Washington, D.C.–(ENEWSPF)–May 4, 2011. Billions of dollars in agricultural subsidies would be better spent on deficit reduction while also investing in a clean energy future in our rural communities, argues a new paper out today from the Center for American Progress’s Jake Caldwell. The report, “Bad Seeds: A Plan to Phase out the $5 Billion in ‘Direct Payment’ Agricultural Subsidies,” details how the current automatic subsidy payment program is outdated and tends to favor wealthier, larger landowners at the expense of smaller farmers and taxpayers. “Poorly designed and ineffective agricultural subsidy programs weaken the competitiveness of our nation’s farmers and rural communities, drain taxpayer resources, and should be reformed,” says Caldwell. “Direct payment agricultural subsidies are harmful to the majority of U.S. farmers, artificially inflate land values, create barriers for young people pursuing farming as a career, offer minimal protection against the real risks facing the agriculture sector, and are overdue for revision in next year’s farm bill.”

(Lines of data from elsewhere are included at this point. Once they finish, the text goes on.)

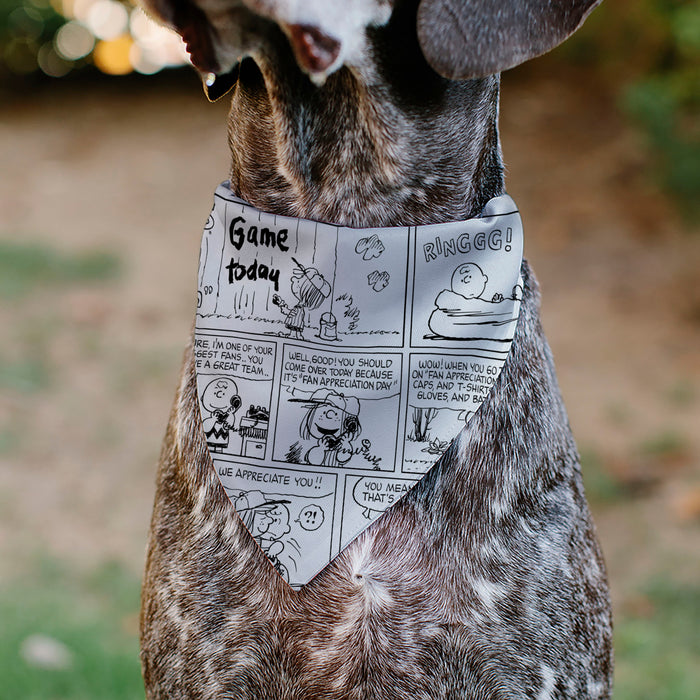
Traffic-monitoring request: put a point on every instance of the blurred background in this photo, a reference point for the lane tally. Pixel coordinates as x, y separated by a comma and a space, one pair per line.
110, 154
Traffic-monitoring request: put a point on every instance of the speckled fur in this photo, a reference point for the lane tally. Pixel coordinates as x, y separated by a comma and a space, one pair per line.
486, 581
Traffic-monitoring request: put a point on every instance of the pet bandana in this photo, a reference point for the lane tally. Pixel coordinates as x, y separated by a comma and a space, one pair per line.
335, 365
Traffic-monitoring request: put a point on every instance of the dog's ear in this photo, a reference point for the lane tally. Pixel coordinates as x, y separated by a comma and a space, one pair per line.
190, 22
472, 38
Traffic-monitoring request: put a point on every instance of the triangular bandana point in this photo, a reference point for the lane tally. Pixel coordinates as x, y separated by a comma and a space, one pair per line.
335, 365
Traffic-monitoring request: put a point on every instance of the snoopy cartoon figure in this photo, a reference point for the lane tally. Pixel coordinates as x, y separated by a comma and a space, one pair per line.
465, 312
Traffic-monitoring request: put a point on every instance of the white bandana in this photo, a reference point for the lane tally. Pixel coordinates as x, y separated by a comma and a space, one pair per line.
335, 365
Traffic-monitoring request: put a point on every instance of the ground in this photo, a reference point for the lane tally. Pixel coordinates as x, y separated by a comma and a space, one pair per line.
91, 346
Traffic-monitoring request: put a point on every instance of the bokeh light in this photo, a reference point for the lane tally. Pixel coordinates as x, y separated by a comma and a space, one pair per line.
58, 36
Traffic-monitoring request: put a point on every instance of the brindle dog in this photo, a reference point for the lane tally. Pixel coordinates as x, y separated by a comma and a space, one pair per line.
486, 581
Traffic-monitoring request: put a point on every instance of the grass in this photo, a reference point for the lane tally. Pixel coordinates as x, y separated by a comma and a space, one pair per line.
602, 487
657, 645
658, 649
95, 618
25, 267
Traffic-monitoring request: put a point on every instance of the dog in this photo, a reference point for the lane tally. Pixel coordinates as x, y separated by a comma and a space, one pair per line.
486, 580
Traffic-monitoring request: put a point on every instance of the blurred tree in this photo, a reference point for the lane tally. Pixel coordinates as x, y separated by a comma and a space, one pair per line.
649, 51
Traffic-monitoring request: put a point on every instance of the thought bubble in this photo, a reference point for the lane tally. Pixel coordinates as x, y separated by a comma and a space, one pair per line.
311, 517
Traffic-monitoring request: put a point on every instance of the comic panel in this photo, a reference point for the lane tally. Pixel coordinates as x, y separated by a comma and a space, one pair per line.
444, 392
467, 286
370, 286
301, 279
366, 498
338, 409
234, 385
288, 513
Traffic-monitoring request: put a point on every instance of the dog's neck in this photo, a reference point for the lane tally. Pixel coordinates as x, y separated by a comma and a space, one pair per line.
389, 143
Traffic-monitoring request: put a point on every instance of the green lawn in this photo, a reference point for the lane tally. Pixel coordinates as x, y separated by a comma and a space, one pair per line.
94, 618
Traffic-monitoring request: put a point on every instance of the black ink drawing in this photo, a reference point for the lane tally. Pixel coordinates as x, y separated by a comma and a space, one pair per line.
331, 425
310, 289
253, 429
432, 429
267, 520
221, 399
463, 311
370, 247
378, 280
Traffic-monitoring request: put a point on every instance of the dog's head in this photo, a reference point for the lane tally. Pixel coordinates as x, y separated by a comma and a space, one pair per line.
460, 39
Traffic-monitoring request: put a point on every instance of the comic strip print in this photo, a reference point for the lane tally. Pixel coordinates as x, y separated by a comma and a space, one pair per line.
335, 366
444, 393
366, 498
338, 409
473, 280
288, 513
234, 382
301, 282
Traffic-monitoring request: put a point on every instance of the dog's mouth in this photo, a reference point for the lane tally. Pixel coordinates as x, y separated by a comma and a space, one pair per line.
216, 86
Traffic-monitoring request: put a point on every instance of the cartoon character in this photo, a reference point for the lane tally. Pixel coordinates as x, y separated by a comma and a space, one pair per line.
220, 397
464, 312
332, 421
310, 289
267, 520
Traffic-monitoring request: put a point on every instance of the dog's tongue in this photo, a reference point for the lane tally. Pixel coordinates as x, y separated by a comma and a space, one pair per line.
314, 50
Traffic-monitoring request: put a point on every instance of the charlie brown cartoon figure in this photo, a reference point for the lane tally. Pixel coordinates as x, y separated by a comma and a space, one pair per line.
310, 289
220, 397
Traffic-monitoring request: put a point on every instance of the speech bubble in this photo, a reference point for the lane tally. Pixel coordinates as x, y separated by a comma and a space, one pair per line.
311, 517
374, 495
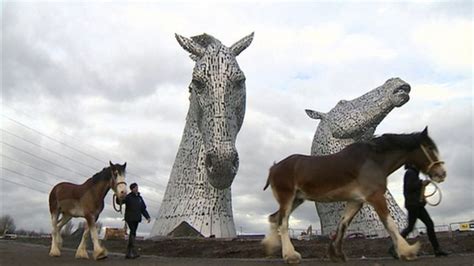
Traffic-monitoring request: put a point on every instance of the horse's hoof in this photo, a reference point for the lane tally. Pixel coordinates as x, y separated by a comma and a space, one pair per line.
271, 247
101, 254
293, 258
408, 257
54, 253
82, 255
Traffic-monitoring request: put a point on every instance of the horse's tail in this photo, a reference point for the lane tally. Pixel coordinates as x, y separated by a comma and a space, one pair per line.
269, 175
53, 202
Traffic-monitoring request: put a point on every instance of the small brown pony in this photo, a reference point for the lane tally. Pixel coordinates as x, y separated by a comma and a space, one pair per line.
85, 200
357, 174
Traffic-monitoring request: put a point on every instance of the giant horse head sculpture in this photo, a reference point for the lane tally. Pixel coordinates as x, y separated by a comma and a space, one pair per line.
357, 119
218, 96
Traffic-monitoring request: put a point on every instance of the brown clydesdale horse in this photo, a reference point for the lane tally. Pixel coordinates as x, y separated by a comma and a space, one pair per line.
357, 174
85, 200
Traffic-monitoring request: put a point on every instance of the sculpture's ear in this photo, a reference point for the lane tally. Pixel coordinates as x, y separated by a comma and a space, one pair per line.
315, 114
196, 50
241, 45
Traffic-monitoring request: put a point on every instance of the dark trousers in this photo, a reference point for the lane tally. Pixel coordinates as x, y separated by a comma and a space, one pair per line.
131, 251
419, 212
133, 228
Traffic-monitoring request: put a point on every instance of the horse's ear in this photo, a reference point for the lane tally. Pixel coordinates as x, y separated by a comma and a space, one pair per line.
315, 114
196, 50
425, 132
241, 45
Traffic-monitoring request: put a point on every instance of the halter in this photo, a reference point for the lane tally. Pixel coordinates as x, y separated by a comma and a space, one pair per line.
432, 162
119, 209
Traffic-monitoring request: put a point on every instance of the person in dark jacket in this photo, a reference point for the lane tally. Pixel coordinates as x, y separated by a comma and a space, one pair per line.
134, 209
413, 191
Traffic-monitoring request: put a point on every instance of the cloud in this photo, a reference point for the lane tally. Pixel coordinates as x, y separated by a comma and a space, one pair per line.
110, 81
446, 43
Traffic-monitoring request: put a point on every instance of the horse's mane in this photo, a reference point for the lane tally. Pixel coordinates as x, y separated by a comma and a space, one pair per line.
388, 142
102, 175
204, 39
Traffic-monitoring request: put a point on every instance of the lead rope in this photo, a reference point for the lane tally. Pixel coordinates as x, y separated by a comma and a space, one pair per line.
115, 207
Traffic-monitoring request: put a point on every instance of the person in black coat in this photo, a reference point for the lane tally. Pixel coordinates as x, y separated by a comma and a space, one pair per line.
413, 189
134, 209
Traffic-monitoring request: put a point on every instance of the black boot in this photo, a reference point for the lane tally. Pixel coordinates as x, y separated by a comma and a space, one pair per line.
133, 251
129, 254
440, 253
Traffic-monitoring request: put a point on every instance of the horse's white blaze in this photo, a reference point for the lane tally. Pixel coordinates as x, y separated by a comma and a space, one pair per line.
122, 186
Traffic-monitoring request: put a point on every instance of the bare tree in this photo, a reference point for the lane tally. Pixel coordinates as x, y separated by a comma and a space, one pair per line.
7, 224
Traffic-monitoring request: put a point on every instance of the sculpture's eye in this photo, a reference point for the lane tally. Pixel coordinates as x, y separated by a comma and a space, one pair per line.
198, 86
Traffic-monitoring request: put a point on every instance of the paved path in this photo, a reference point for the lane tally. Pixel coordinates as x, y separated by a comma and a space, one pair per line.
16, 253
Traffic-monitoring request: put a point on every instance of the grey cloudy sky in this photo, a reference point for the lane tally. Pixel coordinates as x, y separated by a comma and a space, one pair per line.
88, 82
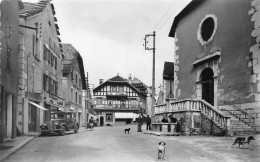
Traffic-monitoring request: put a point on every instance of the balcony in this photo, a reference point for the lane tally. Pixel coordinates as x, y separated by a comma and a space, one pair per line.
194, 105
117, 95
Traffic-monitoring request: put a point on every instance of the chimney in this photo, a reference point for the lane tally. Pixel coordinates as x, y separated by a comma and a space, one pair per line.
130, 78
100, 81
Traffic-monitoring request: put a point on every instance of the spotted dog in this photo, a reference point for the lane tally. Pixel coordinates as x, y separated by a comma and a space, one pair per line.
243, 140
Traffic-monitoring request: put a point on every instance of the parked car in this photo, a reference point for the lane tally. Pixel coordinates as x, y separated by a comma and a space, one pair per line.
60, 123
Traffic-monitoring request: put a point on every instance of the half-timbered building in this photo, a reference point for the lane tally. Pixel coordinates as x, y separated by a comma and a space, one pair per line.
117, 102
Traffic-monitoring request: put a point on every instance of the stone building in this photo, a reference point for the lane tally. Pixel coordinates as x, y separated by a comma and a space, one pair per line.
216, 65
9, 36
167, 84
40, 62
117, 102
73, 82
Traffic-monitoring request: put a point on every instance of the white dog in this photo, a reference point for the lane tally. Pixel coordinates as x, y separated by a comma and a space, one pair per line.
161, 150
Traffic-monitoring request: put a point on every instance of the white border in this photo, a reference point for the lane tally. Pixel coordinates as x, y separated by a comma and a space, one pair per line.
202, 42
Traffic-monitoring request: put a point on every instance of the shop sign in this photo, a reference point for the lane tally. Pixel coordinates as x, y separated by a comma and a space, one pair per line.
33, 96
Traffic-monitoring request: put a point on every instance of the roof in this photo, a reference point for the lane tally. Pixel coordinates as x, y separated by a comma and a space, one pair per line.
69, 52
188, 9
71, 56
117, 79
168, 70
28, 9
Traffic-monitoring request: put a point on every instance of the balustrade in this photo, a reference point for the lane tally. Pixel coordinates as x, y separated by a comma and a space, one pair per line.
195, 105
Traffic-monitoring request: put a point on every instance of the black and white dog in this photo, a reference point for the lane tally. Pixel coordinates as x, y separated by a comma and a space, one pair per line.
243, 140
127, 130
161, 150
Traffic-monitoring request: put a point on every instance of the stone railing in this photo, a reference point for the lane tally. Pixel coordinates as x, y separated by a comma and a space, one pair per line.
195, 105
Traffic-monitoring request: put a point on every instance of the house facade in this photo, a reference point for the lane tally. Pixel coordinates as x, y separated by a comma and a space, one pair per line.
216, 64
167, 84
40, 62
73, 82
117, 102
9, 36
145, 90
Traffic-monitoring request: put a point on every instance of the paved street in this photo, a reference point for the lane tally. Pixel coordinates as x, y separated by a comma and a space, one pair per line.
111, 144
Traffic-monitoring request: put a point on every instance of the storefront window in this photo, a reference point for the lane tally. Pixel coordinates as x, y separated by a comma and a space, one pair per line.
109, 117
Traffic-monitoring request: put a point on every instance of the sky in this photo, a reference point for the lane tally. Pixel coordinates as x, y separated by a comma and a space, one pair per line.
109, 35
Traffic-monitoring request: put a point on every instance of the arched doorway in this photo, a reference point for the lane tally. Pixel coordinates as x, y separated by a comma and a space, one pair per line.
207, 82
101, 121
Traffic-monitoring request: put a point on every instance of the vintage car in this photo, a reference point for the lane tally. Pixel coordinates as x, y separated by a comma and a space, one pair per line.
60, 123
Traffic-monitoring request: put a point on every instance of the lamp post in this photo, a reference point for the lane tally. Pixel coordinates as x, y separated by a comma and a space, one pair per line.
153, 73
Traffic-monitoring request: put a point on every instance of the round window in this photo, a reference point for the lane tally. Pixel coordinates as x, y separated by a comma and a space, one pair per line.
207, 29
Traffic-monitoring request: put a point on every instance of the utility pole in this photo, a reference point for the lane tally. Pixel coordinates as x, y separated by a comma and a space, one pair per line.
153, 73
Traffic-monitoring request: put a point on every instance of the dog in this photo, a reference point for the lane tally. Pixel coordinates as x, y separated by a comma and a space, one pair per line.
243, 140
127, 130
161, 150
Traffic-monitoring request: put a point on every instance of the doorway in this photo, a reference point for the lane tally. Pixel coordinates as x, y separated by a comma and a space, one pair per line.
207, 82
101, 121
31, 118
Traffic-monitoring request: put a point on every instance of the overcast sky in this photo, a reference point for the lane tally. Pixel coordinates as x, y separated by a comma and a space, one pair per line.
109, 34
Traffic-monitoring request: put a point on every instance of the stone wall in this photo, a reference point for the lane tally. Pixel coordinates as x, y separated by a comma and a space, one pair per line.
186, 120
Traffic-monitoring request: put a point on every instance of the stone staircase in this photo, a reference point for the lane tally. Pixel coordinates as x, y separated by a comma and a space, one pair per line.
242, 120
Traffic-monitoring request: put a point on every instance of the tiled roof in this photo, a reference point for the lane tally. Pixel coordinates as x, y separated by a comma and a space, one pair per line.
70, 53
168, 70
117, 79
30, 9
188, 9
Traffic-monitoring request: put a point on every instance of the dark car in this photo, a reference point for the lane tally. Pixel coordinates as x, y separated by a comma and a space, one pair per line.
60, 123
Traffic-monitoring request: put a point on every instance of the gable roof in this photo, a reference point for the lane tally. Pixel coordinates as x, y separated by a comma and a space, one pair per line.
28, 10
117, 79
168, 70
188, 9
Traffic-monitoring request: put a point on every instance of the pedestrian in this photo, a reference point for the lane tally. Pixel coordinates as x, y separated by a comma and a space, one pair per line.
148, 123
139, 123
165, 119
91, 123
172, 119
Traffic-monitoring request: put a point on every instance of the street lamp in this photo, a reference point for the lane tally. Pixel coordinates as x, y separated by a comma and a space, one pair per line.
153, 73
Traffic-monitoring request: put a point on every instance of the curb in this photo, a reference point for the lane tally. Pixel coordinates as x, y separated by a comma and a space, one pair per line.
16, 148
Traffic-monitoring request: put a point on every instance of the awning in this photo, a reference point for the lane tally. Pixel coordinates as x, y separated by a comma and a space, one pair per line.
61, 108
38, 106
124, 115
72, 108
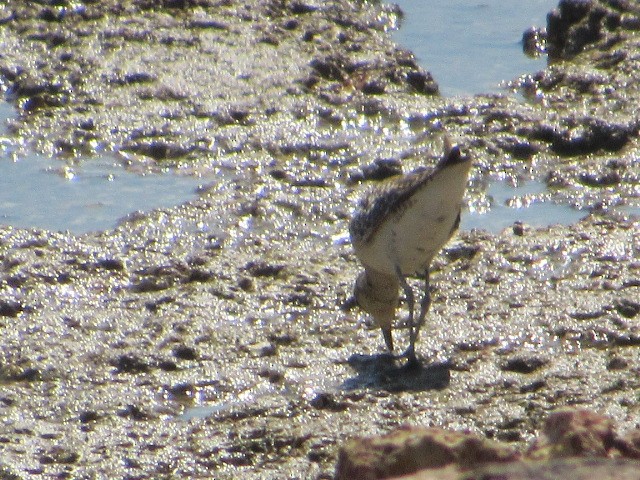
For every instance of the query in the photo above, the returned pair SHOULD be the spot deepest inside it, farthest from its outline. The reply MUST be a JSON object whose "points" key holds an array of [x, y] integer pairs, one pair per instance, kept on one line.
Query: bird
{"points": [[397, 229]]}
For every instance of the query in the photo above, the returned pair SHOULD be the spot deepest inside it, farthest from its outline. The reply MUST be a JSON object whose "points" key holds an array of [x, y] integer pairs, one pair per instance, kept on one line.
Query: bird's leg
{"points": [[410, 353], [425, 303], [408, 292]]}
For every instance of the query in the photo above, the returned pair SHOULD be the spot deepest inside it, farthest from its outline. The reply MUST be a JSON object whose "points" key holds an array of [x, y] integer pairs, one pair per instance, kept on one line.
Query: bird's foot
{"points": [[410, 355]]}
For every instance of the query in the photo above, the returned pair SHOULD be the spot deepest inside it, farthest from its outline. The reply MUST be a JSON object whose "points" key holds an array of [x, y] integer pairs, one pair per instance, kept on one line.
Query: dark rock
{"points": [[326, 401], [534, 41], [113, 264], [627, 308], [88, 416], [523, 364], [263, 269], [185, 353], [129, 364]]}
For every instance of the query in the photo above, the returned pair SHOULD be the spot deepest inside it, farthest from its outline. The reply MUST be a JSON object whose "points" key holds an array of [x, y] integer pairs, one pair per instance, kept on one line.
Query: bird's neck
{"points": [[384, 285]]}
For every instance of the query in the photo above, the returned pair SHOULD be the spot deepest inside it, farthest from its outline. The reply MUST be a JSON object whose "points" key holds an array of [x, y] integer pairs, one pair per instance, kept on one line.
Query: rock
{"points": [[570, 432], [523, 364], [410, 449]]}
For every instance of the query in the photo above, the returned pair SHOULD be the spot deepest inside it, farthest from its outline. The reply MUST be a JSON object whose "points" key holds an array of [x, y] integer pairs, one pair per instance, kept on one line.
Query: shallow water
{"points": [[472, 46], [89, 196], [523, 203], [454, 40]]}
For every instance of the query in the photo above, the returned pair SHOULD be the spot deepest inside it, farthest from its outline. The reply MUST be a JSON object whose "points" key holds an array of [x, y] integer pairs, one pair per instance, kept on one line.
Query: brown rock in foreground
{"points": [[576, 444], [410, 449]]}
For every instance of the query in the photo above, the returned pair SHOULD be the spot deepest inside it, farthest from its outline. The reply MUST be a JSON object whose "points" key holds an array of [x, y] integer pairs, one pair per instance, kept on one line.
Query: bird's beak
{"points": [[388, 338]]}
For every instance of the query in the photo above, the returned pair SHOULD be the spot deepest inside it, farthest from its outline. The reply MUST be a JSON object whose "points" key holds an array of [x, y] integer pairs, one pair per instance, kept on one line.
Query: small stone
{"points": [[185, 353], [523, 364]]}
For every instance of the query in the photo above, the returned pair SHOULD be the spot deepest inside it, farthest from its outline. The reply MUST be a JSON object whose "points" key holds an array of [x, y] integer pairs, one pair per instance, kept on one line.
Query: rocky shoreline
{"points": [[214, 339]]}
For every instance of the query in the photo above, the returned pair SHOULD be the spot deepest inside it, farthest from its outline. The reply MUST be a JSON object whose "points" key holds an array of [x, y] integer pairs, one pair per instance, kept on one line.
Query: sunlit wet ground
{"points": [[455, 41]]}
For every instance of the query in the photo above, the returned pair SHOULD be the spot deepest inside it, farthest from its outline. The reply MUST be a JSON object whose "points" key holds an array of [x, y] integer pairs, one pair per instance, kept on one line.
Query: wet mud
{"points": [[216, 339]]}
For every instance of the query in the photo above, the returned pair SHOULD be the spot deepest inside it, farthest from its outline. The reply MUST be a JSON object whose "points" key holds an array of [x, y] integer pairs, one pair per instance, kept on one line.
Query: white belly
{"points": [[411, 237]]}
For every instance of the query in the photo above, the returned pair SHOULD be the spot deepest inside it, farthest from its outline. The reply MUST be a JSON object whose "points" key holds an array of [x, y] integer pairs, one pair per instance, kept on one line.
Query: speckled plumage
{"points": [[386, 199], [397, 229]]}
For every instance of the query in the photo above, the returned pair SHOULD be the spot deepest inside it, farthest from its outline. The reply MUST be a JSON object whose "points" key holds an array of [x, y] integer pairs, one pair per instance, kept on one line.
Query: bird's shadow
{"points": [[386, 372]]}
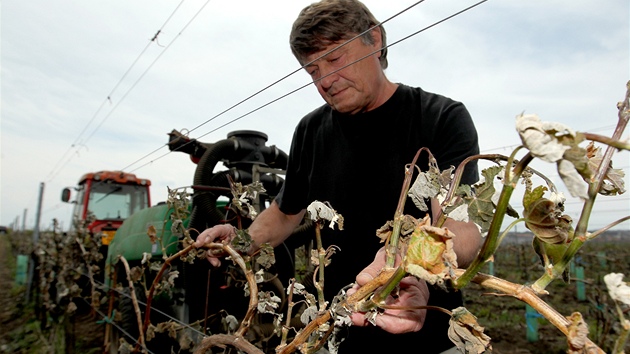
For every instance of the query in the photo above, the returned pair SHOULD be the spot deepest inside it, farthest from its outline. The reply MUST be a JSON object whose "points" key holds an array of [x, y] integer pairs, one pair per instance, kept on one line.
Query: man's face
{"points": [[353, 89]]}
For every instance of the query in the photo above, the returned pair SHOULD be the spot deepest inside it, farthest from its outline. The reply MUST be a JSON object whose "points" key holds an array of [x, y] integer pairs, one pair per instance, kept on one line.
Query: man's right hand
{"points": [[219, 233]]}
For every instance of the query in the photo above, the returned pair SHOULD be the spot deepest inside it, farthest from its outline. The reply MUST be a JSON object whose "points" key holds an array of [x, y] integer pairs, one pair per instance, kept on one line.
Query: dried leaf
{"points": [[230, 323], [542, 138], [426, 186], [613, 179], [318, 211], [617, 288], [152, 233], [243, 196], [466, 333], [572, 179], [407, 226], [480, 206], [268, 302], [242, 242], [309, 314], [430, 254], [266, 257], [578, 331], [545, 219], [531, 196]]}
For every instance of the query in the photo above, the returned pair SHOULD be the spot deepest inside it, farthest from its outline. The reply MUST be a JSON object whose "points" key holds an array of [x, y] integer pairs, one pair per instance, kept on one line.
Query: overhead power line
{"points": [[78, 142], [303, 86]]}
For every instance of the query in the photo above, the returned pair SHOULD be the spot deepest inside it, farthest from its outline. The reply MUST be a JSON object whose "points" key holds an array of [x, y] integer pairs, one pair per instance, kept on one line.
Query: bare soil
{"points": [[504, 318]]}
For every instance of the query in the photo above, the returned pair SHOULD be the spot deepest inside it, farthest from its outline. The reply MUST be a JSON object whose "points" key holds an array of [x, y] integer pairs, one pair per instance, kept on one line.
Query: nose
{"points": [[328, 78]]}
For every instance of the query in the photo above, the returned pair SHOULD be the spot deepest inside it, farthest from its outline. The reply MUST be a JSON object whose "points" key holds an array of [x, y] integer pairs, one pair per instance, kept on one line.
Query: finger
{"points": [[216, 262], [358, 319]]}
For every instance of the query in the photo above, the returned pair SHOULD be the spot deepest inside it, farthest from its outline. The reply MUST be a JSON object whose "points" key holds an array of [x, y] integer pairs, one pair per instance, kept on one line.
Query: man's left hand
{"points": [[412, 294]]}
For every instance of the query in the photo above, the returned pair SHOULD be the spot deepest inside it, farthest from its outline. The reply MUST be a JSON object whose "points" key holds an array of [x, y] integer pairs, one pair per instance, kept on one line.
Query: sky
{"points": [[98, 85]]}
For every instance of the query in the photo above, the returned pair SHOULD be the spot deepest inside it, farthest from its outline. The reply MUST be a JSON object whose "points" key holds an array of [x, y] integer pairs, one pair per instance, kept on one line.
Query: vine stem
{"points": [[529, 296], [581, 232], [319, 284], [493, 241], [134, 300]]}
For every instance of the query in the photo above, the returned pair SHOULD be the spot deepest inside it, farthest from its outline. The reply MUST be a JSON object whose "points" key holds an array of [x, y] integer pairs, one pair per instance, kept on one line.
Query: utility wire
{"points": [[77, 142], [305, 85]]}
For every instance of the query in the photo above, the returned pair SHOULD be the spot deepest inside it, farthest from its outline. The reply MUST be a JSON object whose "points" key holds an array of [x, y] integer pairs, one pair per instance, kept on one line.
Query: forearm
{"points": [[273, 226]]}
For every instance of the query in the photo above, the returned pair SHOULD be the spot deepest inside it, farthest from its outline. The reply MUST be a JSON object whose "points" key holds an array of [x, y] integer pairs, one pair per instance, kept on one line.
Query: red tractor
{"points": [[109, 197]]}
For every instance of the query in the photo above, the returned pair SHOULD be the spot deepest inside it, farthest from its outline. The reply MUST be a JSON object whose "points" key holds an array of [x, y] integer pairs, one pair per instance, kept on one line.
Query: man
{"points": [[352, 152]]}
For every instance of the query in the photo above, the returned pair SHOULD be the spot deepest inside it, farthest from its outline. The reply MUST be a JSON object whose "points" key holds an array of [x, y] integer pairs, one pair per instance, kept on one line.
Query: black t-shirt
{"points": [[357, 164]]}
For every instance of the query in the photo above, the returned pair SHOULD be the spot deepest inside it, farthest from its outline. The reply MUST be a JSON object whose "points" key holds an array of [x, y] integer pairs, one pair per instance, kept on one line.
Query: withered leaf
{"points": [[319, 211], [613, 179], [407, 226], [578, 331], [430, 254], [480, 206], [533, 195], [466, 333], [242, 242], [541, 138], [152, 233], [572, 179], [426, 186], [266, 257], [547, 222]]}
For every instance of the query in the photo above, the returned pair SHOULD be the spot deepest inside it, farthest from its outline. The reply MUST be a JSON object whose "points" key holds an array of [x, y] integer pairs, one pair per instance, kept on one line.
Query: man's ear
{"points": [[376, 37]]}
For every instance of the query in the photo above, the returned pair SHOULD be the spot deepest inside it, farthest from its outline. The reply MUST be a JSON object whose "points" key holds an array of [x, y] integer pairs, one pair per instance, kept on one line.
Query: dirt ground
{"points": [[22, 331], [503, 318]]}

Direct payments are made every year whether the landowner farms or not. Payments have continued year in and year out, making the deficit worse as the farm economy remains relatively healthy, commodity prices are high, and net farm income grew by 27 percent in 2010. Caldwell recommends Congress allocate the funds more wisely to save taxpayers more than $35 billion by 2020, reduce the deficit, and reinvest in our nation’s farmers and rural communities.
The study shows that two-thirds of direct payments go to the largest 12 percent of farms. Recipients were “more than twice as likely to have higher incomes as other tax filers,” according to the General Accountability Office.
Nearly two dozen current members of Congress took home a combined $6 million in these and other agricultural subsidies in recent years, according to an independent analysis. The funding could be better used, argues Caldwell, by phasing out these subsidies and using the savings to reduce the deficit. Among the major recommendations in the paper are lowering the eligibility caps, so that people earning less than $250,000 in farm income benefit from the subsidies, and then redirecting more than $4.2 billion in savings to deficit reduction.
By putting the remaining $650 million in savings toward farm-based clean energy projects, rural home weatherization, advanced biofuel crop cultivation, and agricultural exports, the United States can better serve American farming families. Investing in on-the-farm renewable energy will generate new income streams, cut energy costs, and lessen our nation’s dependence on fossil fuels, while opening markets for U.S. agricultural goods and strengthening the competitiveness of U.S. farmers in a global economy.